UTLA President A.J. Duffy (second from left) trades information with Jose DeRose (second from right), communications director of United Teachers of New Orleans. Also on hand are (from left) Bill Lambert, UTLA’s director of government relations; Karen Butler-Brock, DAT coordinator; Amina Rachman, DAT director; and UTLA Vice President Julie Washington.

The UFT’s acclaimed Dial-A-Teacher program may soon have a West Coast replica. Leaders of the Los Angeles teachers’ union spent the day at UFT headquarters on Nov. 1 on a fact-finding mission to learn about the UFT’s after-school homework helpline.

“If we are going to bring it to Los Angeles, there is no reason to reinvent the wheel,” said A.J. Duffy, the president of United Teachers Los Angeles, which represents 48,000 teachers and health and human services workers in the Los Angeles Unified School District.

UTLA used to have a homework helpline years ago, but it ran out of funding, Duffy said. Now the Los Angeles City Council and Antonio Villaraigosa, the city’s new mayor, are interested in re-creating the program in partnership with the union.
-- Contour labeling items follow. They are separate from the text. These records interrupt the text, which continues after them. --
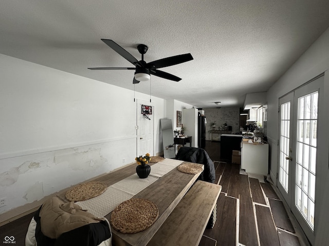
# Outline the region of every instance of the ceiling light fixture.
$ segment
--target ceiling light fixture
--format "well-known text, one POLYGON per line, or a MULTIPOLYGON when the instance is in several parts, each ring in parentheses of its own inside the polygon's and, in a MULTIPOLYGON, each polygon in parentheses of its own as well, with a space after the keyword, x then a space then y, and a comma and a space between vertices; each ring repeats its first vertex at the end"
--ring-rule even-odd
POLYGON ((151 76, 147 73, 138 73, 135 74, 135 79, 138 81, 148 81, 150 80, 151 76))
Daphna Ziman, a Democratic Party fund-raiser and head of the advocacy group Children Uniting Nations, who also made the trip to New York, is lining up corporate sponsors.


DAT’s Marie Goldberg (right) chats with visitors (from left) Lambert, Daphna Ziman and Nickie Shapira.

UTLA officials plan to first set up a pilot program in South Central Los Angeles schools, which have many foster-care children and others who are at risk.

“Dial-A-Teacher will be invaluable for children who don’t have that guidance and supervision,” said Julie Washington, UTLA’s vice president for elementary schools. “This will help close the achievement gap.”

The visitors quizzed UFT officials about all aspects of the Dial-A-Teacher program, from its budget to its hiring process. The day concluded with a visit to the Dial-A-Teacher operations center, where more than 30 teachers were fielding calls from students.

Dial-A-Teacher Director Amina Rachman, who hosted the visit, said that the program’s success should make UFT members proud.

“It’s very exciting to take something that we created and shaped here 25 years ago and make it available and watch it spread all across the country,” she said. “It says something about the vision and creativity of this union.”

Washington (seated, right) listens in on a conversation with a student as Ron Belin and Dial-A-Teacher Coordinator Karen Butler-Brock (standing, right) look on. Meanwhile, Richard Chodes (left) gives homework assistance to another student.